When scheduled patients don't make it to your office, it's prudent from both a risk management and a business perspective to determine why and to gauge the urgency that the patient be seen. In addition to being proactive, following up on missed appointments shows patients that you care about them and that your time is valuable. And it can improve revenue by seeing that the appointment is rescheduled, Weith says.
In Weinstock's practice every missed appointment is documented, then the chart goes to him for review. "The receptionist might not realize how important it is for a patient to be seen," he says. "An asymptomatic 35-year-old missing a routine checkup doesn't worry me. What I'm really concerned about are patients with disease who miss appointments. In some cases a personal phone call from me will end with the patient saying he now understands why he has to reschedule an appointment." If the patient is unreachable by phone and Weinstock feels he needs to be seen, he'll tell his assistant to send the patient a notarized letter, return receipt requested.

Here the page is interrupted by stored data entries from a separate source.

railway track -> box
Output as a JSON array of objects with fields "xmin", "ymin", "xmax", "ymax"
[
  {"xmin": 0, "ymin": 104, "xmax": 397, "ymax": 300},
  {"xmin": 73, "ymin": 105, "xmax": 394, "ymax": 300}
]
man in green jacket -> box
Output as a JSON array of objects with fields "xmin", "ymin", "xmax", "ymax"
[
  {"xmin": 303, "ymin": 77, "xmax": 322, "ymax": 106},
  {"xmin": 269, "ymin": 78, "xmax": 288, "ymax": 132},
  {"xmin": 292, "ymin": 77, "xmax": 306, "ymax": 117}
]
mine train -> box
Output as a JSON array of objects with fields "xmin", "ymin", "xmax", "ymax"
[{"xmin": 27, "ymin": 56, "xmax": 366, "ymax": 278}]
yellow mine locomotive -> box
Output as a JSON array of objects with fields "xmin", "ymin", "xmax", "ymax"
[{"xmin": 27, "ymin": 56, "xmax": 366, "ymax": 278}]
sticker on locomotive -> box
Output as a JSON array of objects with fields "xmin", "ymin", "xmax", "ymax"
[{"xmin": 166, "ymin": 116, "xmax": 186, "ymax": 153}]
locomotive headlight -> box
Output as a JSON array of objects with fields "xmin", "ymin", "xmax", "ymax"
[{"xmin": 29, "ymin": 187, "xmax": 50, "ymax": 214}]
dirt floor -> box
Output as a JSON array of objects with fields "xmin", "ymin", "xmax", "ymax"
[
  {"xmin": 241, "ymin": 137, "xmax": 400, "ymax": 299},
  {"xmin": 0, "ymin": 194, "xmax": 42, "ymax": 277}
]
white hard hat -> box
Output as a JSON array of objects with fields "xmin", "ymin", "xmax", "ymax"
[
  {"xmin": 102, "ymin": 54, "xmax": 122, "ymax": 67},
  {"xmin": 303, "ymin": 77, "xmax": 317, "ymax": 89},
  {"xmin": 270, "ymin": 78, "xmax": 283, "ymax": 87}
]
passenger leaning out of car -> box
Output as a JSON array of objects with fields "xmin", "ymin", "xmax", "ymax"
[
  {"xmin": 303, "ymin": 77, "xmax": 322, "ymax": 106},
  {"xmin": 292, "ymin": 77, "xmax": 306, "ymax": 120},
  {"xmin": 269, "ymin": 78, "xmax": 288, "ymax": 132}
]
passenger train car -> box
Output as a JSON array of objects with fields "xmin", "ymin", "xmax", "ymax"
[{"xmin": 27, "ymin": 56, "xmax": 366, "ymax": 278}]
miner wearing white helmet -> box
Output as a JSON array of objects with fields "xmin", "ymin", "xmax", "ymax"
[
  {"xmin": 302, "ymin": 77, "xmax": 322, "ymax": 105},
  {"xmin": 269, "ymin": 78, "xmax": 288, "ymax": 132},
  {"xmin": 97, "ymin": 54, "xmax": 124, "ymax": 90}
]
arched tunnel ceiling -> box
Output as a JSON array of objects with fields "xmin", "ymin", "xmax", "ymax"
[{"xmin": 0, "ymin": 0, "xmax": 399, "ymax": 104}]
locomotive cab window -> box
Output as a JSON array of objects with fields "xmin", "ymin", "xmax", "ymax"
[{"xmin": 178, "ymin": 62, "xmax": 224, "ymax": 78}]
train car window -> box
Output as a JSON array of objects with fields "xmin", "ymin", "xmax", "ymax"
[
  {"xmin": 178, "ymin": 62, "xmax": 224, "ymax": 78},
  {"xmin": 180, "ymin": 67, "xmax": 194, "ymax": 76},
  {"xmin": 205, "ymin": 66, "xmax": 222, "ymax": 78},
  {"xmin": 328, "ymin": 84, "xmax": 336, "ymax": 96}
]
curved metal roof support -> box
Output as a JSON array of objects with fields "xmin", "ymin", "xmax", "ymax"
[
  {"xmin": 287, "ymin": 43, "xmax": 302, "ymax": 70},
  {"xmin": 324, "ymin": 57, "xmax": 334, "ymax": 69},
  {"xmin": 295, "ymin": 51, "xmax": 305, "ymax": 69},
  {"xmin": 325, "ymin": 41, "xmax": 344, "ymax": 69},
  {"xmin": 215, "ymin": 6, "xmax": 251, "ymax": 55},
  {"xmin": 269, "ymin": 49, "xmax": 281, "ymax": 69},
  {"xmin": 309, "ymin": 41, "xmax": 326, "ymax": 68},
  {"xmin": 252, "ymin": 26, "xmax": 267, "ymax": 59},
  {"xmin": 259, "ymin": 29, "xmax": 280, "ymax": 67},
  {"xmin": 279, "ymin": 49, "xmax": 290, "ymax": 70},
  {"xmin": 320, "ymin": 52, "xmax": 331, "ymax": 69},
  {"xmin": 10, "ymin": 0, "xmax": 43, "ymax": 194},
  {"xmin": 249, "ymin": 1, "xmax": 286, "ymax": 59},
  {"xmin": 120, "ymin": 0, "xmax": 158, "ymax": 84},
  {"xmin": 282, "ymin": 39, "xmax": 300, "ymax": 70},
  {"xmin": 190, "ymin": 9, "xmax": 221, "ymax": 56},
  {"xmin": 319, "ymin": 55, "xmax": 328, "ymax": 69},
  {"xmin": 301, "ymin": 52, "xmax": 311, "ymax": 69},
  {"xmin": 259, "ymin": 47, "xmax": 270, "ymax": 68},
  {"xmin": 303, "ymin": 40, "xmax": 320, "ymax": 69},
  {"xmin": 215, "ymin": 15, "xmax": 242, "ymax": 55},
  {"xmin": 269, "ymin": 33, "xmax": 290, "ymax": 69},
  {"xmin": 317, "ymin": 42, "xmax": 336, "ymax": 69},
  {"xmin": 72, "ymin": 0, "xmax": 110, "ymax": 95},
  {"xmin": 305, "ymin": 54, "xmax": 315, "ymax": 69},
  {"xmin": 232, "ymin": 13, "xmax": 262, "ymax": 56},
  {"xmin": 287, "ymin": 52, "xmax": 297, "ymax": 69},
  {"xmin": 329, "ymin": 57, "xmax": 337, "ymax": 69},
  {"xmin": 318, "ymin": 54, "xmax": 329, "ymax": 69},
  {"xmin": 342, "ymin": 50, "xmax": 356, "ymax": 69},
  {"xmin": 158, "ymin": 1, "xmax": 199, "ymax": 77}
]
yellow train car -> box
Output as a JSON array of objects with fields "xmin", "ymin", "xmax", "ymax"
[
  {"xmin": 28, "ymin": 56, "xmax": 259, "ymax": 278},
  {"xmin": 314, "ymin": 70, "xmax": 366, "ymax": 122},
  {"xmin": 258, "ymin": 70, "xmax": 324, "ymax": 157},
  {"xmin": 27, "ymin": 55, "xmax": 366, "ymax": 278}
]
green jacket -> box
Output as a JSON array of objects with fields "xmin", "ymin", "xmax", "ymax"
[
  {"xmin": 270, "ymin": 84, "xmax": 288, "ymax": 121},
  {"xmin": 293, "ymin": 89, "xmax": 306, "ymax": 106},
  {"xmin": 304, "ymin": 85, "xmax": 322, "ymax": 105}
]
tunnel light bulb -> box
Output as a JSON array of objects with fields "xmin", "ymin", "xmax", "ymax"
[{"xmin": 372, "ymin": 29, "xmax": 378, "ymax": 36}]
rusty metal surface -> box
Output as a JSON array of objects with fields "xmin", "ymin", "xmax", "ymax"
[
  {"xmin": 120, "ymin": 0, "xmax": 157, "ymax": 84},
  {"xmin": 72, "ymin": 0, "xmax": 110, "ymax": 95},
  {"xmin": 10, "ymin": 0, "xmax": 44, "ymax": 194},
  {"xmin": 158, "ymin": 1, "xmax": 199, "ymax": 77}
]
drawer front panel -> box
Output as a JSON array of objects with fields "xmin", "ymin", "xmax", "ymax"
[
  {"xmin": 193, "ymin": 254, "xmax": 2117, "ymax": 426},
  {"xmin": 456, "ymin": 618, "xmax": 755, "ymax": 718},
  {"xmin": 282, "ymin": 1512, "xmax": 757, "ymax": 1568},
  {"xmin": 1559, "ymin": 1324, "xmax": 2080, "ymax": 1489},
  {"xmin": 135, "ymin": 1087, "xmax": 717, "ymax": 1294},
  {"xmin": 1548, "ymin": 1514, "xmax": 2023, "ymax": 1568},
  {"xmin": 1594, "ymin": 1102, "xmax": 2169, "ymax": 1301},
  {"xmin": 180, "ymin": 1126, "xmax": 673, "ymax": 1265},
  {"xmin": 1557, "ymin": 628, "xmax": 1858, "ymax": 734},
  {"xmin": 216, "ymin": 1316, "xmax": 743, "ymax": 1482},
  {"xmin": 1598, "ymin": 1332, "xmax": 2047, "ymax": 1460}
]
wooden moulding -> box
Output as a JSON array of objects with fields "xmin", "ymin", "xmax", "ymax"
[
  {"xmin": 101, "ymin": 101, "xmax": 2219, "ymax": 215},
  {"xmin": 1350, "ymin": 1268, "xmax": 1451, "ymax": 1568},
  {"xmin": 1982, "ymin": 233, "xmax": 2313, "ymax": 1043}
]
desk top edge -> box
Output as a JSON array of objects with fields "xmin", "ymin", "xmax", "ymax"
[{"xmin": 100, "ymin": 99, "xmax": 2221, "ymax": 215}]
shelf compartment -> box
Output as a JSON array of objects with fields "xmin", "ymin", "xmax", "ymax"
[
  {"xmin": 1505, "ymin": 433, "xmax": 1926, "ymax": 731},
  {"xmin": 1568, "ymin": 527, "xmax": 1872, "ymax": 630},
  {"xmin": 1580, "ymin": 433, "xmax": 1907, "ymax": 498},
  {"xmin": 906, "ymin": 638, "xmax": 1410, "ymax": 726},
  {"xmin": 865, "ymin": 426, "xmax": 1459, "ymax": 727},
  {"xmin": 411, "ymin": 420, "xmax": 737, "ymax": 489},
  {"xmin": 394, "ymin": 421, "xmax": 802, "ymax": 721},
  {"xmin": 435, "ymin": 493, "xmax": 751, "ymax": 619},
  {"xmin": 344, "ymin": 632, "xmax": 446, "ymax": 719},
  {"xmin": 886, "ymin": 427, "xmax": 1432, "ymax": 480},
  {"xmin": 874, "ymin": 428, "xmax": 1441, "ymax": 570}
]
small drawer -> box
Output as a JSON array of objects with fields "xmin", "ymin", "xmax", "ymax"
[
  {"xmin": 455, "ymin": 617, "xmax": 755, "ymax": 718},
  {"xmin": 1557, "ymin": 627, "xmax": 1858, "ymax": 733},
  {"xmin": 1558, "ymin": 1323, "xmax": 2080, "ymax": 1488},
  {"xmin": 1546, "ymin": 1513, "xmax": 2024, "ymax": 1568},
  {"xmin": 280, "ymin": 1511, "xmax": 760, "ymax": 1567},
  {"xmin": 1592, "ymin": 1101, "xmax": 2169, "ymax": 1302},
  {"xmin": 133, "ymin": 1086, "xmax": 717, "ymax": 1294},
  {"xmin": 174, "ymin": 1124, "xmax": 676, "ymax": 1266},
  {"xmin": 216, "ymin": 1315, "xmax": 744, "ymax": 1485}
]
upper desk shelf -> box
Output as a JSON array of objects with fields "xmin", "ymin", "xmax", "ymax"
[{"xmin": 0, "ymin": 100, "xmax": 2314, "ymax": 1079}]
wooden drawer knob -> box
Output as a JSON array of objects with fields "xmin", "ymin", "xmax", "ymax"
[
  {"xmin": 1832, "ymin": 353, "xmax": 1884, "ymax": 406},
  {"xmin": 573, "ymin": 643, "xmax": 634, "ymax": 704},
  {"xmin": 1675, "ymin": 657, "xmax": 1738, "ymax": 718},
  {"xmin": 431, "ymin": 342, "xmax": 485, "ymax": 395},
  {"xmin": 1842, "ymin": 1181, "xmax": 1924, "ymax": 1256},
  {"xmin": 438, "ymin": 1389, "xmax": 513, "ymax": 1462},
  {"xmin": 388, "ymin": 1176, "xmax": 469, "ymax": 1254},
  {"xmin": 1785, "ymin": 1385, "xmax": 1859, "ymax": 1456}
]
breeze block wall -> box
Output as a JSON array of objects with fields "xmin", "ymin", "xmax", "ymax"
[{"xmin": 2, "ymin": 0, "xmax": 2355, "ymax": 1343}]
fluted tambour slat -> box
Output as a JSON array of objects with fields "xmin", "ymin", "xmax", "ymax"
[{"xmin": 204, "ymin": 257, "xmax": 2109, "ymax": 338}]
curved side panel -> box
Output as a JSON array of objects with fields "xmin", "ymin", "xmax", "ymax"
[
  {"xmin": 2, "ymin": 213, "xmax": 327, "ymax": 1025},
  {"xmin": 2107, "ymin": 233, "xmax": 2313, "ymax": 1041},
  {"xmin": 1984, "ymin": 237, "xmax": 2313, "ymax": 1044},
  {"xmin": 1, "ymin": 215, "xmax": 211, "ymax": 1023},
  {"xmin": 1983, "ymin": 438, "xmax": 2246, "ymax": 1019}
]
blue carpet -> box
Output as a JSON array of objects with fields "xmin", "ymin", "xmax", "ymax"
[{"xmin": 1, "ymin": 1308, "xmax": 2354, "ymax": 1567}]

If a patient who's invited to reschedule declines, "the balancing act here is to determine if there's a complaint without prying," says Jeffrey J. Denning, a consultant with Practice Performance Group in La Jolla, CA. Denning's suggested script: "I hope it's because you no longer need to see the doctor. If not, is there anything we could have done to prevent your canceling?" If there is a complaint, the staff member should listen politely, then say, "I'll pass your concerns along to the doctor. Would it be okay for her to call about this? We're always trying to improve and your feedback will help us."